Use this when the operator, the TUI, and the agent all live on the same host.

Split local TUI plus containerized MCP

This is useful when the agent expects an HTTP endpoint or when you want to keep the MCP runtime isolated.

Requirements:

  • TUI running on the host
  • shared socket directory mounted into the MCP container

Example:

docker run --rm \
  -p 8000:8000 \
  -v /tmp/mutx:/tmp/mutx \
  ghcr.io/mutx-net/mcp:latest

Fully containerized

You can containerize both components, but the TUI still needs:

  • -it for interactive terminal access
  • persistent config and data volumes
  • a shared /tmp/mutx mount so the MCP container can reach the socket

Health checks

In HTTP mode, the MCP server exposes:

  • /health for liveness
  • /mcp for the actual MCP transport

Logging

mutx-tui can write structured logs to file and export them with:

mutx-tui logs export

Useful flags:

  • --category
  • --level
  • --since
  • --until
  • --encrypt

FAQ

General

What blockchains does MUTX support?

Currently Solana.

Is MUTX open source?

No. The public product is distributed as binaries and container images.

Where is my data stored?

All wallet data is stored locally in SQLite databases under ~/.local/share/mutx/. Private keys are encrypted with AES-256-GCM.

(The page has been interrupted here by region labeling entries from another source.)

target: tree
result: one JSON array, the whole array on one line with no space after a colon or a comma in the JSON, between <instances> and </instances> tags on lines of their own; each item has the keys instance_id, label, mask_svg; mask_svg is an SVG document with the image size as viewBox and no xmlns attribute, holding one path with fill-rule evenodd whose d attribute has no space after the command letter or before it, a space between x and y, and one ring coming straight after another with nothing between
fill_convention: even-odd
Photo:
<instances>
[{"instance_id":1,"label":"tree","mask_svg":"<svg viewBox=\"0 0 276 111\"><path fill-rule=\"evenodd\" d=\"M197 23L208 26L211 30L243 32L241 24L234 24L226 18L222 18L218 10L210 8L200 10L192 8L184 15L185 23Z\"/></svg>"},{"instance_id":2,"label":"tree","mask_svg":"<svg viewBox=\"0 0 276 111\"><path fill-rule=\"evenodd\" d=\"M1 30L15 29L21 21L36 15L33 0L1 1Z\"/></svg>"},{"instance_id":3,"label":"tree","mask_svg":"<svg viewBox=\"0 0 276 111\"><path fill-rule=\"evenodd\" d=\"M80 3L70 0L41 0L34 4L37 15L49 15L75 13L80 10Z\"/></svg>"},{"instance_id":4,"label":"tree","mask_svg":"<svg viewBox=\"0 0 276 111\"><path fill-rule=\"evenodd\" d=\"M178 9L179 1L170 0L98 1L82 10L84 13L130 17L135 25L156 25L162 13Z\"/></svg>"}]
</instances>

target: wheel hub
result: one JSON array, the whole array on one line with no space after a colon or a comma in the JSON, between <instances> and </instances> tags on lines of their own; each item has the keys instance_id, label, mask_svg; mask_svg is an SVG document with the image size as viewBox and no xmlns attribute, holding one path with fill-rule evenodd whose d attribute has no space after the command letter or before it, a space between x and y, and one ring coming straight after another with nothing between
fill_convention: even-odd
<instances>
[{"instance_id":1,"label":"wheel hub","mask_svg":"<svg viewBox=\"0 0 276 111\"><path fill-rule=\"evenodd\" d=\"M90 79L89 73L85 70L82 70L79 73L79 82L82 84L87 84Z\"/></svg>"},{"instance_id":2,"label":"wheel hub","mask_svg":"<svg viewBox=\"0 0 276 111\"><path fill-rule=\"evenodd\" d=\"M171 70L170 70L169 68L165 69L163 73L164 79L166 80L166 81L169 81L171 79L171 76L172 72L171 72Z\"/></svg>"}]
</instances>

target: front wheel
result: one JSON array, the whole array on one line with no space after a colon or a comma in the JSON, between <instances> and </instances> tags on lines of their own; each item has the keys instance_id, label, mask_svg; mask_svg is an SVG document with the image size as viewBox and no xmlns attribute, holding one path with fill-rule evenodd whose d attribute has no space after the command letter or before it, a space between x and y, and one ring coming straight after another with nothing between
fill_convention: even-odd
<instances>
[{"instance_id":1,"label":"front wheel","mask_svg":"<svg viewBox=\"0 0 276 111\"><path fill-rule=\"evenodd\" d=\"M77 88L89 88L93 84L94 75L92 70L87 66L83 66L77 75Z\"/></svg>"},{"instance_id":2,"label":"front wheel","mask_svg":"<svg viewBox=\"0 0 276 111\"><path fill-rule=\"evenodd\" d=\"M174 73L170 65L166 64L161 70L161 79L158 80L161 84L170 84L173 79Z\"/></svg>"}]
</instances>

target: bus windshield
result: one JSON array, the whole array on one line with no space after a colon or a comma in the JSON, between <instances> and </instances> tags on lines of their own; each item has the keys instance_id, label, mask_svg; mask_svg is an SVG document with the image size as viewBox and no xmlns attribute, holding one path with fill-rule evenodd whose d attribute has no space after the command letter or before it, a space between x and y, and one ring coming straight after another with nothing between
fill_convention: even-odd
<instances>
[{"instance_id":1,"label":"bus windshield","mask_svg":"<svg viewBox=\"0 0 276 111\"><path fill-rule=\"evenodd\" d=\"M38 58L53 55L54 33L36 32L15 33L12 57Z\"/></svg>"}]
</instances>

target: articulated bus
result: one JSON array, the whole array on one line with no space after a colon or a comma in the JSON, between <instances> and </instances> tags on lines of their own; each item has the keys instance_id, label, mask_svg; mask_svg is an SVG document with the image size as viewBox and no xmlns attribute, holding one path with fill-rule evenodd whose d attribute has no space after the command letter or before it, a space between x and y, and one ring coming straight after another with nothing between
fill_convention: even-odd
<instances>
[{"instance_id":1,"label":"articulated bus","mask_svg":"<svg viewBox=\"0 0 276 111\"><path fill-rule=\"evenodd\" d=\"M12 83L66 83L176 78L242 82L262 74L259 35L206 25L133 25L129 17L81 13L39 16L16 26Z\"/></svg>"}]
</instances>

Does mutx-mcp store wallet keys?

No. Wallet access stays in mutx-tui. The MCP server forwards requests to the TUI over a local Unix socket.

Does the TUI need to be running for MCP to work?

Yes. mutx-mcp depends on the TUI socket and cannot serve wallet operations by itself.

MCP

Can I run MCP remotely?

Yes, using HTTP mode:

mutx-mcp --mode http --bind 0.0.0.0:8000

The MCP endpoint is /mcp and the health endpoint is /health.

What still requires human approval?

Anything you do without an SLK. request_slk itself also always requires approval.

Can an SLK be revoked immediately?

Yes. Use slk_revoke or revoke it from the TUI.

TUI

Can I use Docker for the TUI?

Yes, but it must run with an interactive TTY and persistent volumes for config, data, and the shared socket directory.

Which tab should I watch during operation?